A group of related disorders (prevalence rates range from 2-12%) with the most common in childhood being: social phobias, Separation Anxiety Disorder, generalized anxiety disorder, somatization (including conversion disorder), PTSD, and Obsessive Compulsive Disorder. Defined as a marked and persistent fear beyond what the situation should elicit. Anxiety in children often is expressed in terms of physical complaints. It is important to distinguish between social impairments due to anxiety versus those seen as part of a pervasive developmental disorder (e.g., autism) and between the types of problematic behaviors that reflects parenting issues or impulse control disorder (e.g., ADHD) and those seen as part of a childhood anxiety disorder. Persistent medical complaints can be the hallmark of an anxiety disorder. Finally, certain anxiety disorders, such as nonepileptic (a.k.a. pseudo) seizures or other conversion reactions can mimic medical conditions.

DSM-IV criteria for Generalized Anxiety Disorder

  • Excessive Anxiety and Worry (more days than not for 6 months)
  • Child has difficulty controlling the worry
  • One of the following: restlessness, fatigue, difficulty concentrating, irritability, muscle tension, or sleep disturbance
  • Symptoms are not due to the direct physiological effects of a substance (drugs, chemotherapy) or a general medical condition (hypothyroidism, cancer) and do not occur exclusively during a course of Depression, a Psychotic Disorder, or a Pervasive Developmental Disorder.

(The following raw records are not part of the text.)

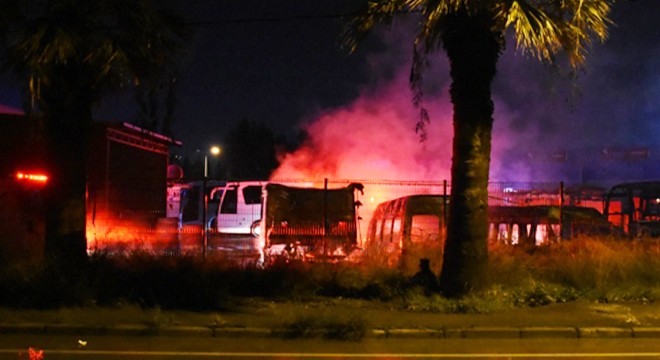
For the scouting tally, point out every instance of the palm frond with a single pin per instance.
(366, 19)
(535, 31)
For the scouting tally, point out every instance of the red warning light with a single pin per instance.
(31, 178)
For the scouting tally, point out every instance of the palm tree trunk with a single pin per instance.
(68, 118)
(473, 50)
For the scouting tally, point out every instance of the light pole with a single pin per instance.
(215, 151)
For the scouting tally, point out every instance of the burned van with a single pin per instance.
(634, 208)
(408, 228)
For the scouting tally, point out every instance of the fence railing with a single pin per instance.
(138, 229)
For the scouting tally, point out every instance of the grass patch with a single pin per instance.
(335, 327)
(602, 270)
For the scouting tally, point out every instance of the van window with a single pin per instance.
(425, 228)
(189, 204)
(387, 230)
(252, 195)
(229, 204)
(397, 234)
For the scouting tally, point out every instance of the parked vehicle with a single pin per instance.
(309, 224)
(634, 208)
(233, 210)
(407, 228)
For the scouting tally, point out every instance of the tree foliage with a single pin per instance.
(472, 33)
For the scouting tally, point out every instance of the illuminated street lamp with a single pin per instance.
(215, 151)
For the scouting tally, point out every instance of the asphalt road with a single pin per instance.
(117, 347)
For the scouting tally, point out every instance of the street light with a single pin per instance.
(215, 151)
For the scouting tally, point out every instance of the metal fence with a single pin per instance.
(134, 229)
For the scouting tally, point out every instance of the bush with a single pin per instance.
(586, 268)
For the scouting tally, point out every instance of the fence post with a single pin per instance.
(561, 210)
(325, 215)
(444, 210)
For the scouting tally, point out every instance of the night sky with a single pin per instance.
(280, 63)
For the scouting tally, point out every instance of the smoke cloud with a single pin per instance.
(548, 126)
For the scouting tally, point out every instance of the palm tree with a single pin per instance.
(472, 33)
(70, 54)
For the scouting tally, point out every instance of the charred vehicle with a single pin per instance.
(634, 208)
(413, 226)
(540, 224)
(404, 229)
(309, 224)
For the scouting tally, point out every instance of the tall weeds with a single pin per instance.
(587, 268)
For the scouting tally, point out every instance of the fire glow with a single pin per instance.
(33, 178)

Common Pediatric signs of Anxiety

Developmental regression
Crying, tantrums
Over or under attachment
Inhibited interactions (sometimes to point of mutism)
Social Withdrawal
School refusal

Typical Stress Reactions in Children:

5 and under: 6-12 years: Adolescence:
1) behavior problems 1) nightmares 1) drop in grades
2) tantrums 2) drop in grades 2) withdrawal
3) irritability 3) aggression 3) less time with friends
4) whining 4) bedwetting 4) poor appetite
5) fussy 5) hyperactivity 5) sleep problems
6) clingy 6) poor appetite 6) exaggerate fears
7) repetitive behaviors 7) sleep problems 7) focus on one fear
8) intolerance for change    


Treatment
Psychotherapy: Cognitive behavioral therapy (flooding, systematic desensitization, modeling, contingency management) is often effective (63-70% no longer meeting diagnostic criteria after treatment).

Pharmacotherapy: Although few medications have been FDA approved for treatment of anxiety in children younger than 12, SRI therapy has been shown to be effective in reducing anxiety symptoms in children with social phobia, separation anxiety disorder, and generalized anxiety disorder.

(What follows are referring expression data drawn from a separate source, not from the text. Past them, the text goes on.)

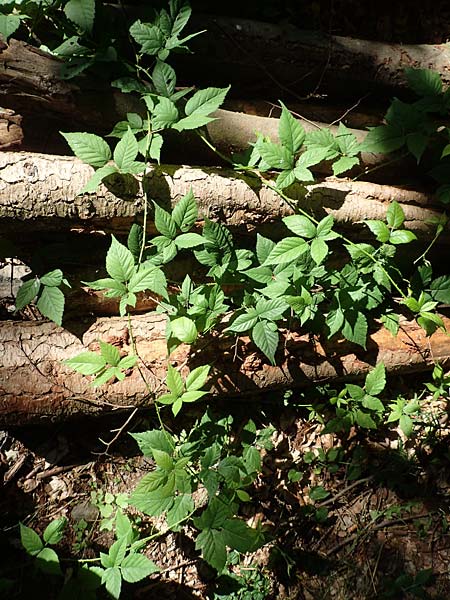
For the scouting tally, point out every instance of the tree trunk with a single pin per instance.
(39, 192)
(30, 83)
(36, 386)
(266, 60)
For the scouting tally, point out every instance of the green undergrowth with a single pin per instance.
(313, 280)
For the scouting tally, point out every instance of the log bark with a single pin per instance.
(35, 385)
(268, 60)
(40, 192)
(30, 83)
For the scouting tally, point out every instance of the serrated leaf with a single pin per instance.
(395, 215)
(185, 212)
(402, 236)
(150, 278)
(89, 148)
(266, 338)
(204, 102)
(425, 82)
(343, 164)
(51, 303)
(27, 293)
(110, 353)
(30, 540)
(164, 79)
(126, 151)
(47, 561)
(184, 329)
(54, 531)
(112, 579)
(82, 13)
(319, 250)
(213, 548)
(119, 261)
(300, 225)
(290, 131)
(150, 37)
(287, 250)
(197, 378)
(9, 24)
(164, 222)
(379, 229)
(136, 567)
(276, 156)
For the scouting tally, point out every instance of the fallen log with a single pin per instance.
(269, 60)
(35, 385)
(41, 192)
(30, 83)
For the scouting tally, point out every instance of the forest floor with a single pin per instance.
(377, 528)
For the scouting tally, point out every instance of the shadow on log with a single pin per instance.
(35, 385)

For conversion or other somatoform disorders (anxiety disorders that present with primary physical symptoms) appropriate providing accurate information that the cause and treatment of the disorder involves psychological processes is critical, as is avoiding unnecessary medical procedures.

Resource Materials
An excellent source for mental health resources within the pediatric setting is Bright Futures in Practice. Bright Futures was developed with funding through the U.S. Department of Health and Human Services Health Resources and Service Administration (HRSA) Maternal and Child Health Bureau and the National Center for Education in Maternal and Child Health (NCEMCH). They have a mental health practice guide and toolkit. Their website address is www.brightfutures.org.

The American Psychological Association provides a wealth of consumer and practitioner oriented information, including useful hand-outs for a variety of mental health needs. Their consumer help center is particularly relevant and easy to access. Some pediatric oriented examples include Violence Prevention, Painful Shyness, and Coping and Resliency (in times of war or in response to disaster). Their website is www.apa.org.

The Alabama Psychological Association website provides information regarding licensed psychologists throughout Alabama. You can find your local provider by geographical location or by area of specialization (e.g., child psychology, neuropsychology, ADHD, etc.). Website address is www.alapsych.org.